The New York Times defended its decision to run the letter, which for days has been the subject of chatter around the water-cooler and across the web.
"It's an op-ed piece," said spokeswoman Eileen Murphy. "It's someone's opinion. The purpose of an op-ed page is it's a forum for people to write their opinion on something."
She also said the letter went through "the same process as any unsolicited op-ed would go through," although she declined to give details of the vetting procedure.
A person familiar with the matter who declined to be identified said the decision to run the letter was made by Andrew Rosenthal, the editor of the paper's editorial page, and Trish Hall, the op-ed editor.

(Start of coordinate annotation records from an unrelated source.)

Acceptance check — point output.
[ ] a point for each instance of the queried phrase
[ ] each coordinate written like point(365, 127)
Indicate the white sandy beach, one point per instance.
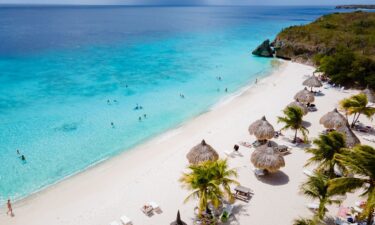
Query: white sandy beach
point(150, 172)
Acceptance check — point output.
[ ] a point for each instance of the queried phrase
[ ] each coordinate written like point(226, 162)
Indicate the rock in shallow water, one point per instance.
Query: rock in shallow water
point(264, 49)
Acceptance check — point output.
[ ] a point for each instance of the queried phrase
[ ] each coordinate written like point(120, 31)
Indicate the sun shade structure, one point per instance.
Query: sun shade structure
point(312, 81)
point(201, 153)
point(333, 120)
point(178, 220)
point(262, 129)
point(370, 95)
point(350, 138)
point(299, 105)
point(267, 157)
point(304, 96)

Smith made contact with the newspaper about a week before the letter was published, according to another source familiar with the matter. While it is not clear if Smith reached out to other media outlets, he told the New York Times he was in contact with another news organization.
The New York Times then began a checking process that included seeing one of Smith's performance reviews and his employee ID. The paper also called Smith's office before he had resigned, the second source said, noting that no one has challenged the facts in the piece.
Still, it wasn't only Bloomberg who slammed the Times. Morgan Stanley Chief Executive James Gorman said it should never have published the letter, and it lacked balance and was unfair to Goldman Sachs.
"Firstly, I was surprised that anybody would run an op-ed piece based upon the view of a single employee," he said at an event Friday in New York's Times Square. "The point of an op-ed piece is to find someone who's respected."
New York City's mayor also used his radio show to take a swipe at the follow-up coverage by the press, calling it "ridiculous."
Goldman - dubbed a "great vampire squid" in a 2009 article in Rolling Stone magazine - has been embroiled in the biggest insider trading scandal on Wall Street. And just weeks ago, a top judge criticized Goldman for big conflicts of interest in an energy deal.
"Look, I've never worked at Goldman," Bloomberg said. "But there's an awful lot of people there. They work very hard. They live in this city and we want to have more companies come and locate here," Bloomberg said on the radio show.
One news organization that Bloomberg praised for its coverage was his own, Bloomberg LP, saying an opinion piece it ran about Goldman and Smith was right on target.
"I thought the guy who wrote it had it exactly right," the mayor said. "He said, 'Surprise, surprise it's not the Make-a-Wish Foundation.' They're a company that's here to make money. That's what they do."